Hsairi M
Dridi Y
Ben Abdallah M
Boussen H
Ben Hamida A


Breast cancer is the principle cancer among female cancer in Tunisia. It represents 30% of the woman's cancers with about 1000 new cases per year. The main intervention control is mass screening using mammography in to reduce breast cancer mortality. Breast cancer screening efficacy in term of breast cancer mortality reduction is closely related to incidence and survival of this cancer. National Office of Family and Population (ONFP) conducted a pilot experience of breast cancer mass screening using the mammography in place. The main objective of this study is to calculate the potential number of life years saved through this pilot experience of the ONFP. For the methodology, we used the software Dismod (Disease Model) for the evaluation of the prevalence and the duration of the cancer of the breast in the governorate, as well as to estimate the number of life years saved. The potential breast cancer mortality reduction is 30% for women aged of 50 at 69 years, and 10% for those aged of 40 at 49 years. Breast cancer incidence in Ariana according to age for the period 1995-1998, has been calculated from the data base of cancer registry of the North of Tunisia.
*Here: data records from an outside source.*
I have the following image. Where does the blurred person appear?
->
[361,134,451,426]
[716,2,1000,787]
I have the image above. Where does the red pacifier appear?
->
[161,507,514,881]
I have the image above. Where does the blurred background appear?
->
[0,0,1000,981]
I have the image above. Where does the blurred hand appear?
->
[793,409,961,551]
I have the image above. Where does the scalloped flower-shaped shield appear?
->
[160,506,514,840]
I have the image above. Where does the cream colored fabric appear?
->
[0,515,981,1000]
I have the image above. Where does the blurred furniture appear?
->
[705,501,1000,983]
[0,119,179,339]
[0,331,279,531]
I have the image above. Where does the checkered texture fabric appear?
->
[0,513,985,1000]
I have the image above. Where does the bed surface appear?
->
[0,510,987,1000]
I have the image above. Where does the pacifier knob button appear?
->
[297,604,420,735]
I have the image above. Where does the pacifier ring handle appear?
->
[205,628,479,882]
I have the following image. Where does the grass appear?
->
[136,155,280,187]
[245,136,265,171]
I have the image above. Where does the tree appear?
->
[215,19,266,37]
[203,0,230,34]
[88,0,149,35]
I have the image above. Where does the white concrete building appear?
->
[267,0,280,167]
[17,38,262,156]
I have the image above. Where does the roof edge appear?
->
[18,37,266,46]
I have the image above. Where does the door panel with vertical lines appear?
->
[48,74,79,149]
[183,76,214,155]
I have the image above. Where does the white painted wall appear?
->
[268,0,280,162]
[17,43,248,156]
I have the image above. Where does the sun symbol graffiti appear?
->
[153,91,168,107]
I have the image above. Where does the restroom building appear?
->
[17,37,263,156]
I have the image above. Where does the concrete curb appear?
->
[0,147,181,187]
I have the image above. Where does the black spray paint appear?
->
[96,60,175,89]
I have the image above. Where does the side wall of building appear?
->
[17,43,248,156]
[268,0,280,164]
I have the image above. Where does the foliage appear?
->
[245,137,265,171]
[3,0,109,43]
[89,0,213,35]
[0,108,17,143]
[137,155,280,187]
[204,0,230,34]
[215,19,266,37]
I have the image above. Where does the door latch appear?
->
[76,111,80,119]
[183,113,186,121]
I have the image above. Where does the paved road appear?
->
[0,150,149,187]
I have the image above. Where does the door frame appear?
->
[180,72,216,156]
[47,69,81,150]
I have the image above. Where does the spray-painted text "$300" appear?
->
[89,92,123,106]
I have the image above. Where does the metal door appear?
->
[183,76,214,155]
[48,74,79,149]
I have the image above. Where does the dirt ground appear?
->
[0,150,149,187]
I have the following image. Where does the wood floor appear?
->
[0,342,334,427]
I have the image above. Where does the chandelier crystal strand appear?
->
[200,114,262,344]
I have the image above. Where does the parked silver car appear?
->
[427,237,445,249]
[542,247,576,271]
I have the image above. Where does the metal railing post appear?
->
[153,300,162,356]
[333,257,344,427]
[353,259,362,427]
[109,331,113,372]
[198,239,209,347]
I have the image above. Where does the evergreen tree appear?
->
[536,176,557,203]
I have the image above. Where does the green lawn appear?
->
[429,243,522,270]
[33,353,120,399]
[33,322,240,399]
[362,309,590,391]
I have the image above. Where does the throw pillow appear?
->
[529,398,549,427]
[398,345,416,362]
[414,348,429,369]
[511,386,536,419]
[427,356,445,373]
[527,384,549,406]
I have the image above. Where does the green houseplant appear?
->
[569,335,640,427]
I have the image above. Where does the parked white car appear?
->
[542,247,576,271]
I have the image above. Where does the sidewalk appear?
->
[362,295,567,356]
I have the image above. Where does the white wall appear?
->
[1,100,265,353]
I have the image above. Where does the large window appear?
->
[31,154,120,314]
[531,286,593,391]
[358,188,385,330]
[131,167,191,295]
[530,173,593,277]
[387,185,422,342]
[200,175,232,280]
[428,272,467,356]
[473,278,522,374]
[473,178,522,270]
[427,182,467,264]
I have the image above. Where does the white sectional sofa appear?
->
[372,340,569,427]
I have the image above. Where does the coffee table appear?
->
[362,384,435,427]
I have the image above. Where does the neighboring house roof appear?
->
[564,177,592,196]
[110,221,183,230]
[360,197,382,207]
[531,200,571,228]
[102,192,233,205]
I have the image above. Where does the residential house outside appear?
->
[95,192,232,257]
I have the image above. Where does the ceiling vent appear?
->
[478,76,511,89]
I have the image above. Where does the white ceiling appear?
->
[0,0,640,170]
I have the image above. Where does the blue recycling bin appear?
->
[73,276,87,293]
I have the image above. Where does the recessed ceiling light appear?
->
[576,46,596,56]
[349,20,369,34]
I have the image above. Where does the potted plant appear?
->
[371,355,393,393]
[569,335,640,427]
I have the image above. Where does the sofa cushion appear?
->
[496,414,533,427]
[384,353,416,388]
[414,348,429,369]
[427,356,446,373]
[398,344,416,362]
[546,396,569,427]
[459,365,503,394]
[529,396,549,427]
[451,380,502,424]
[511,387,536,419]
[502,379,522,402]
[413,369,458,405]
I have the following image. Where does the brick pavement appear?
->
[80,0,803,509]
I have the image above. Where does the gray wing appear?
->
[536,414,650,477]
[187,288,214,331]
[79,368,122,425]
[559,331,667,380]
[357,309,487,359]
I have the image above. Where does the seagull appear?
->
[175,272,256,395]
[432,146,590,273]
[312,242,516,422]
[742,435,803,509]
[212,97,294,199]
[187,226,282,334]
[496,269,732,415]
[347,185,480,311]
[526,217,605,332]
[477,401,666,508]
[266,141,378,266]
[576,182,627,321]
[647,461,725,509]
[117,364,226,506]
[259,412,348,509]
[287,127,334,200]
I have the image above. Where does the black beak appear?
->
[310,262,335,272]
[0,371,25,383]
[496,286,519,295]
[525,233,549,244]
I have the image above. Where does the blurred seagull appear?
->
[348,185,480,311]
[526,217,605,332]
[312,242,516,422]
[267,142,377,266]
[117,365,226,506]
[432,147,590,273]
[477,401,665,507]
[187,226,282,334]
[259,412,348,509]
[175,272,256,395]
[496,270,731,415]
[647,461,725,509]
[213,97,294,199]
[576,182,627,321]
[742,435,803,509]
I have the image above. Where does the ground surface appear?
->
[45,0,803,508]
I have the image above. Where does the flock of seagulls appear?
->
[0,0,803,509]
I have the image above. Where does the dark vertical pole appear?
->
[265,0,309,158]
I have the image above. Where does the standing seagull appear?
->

According to Dismod, mean duration in the absence of screening, is 11.12 years for the age group 40 to 49 years and 9.57 for the age group 50 at 69 years. Screening would increase these duration means of 2.22 years and 1.71 years, respectively for age groups 40 to 49 years and 50 at 69 years. The number of life years saved for 1000 women is of 2.97 years. In conclusion breast cancer screening using mammography would be actually little benefit in Tunisia. Mammography should be reserved for the diagnosis of the suspected cases and screening for high risk women.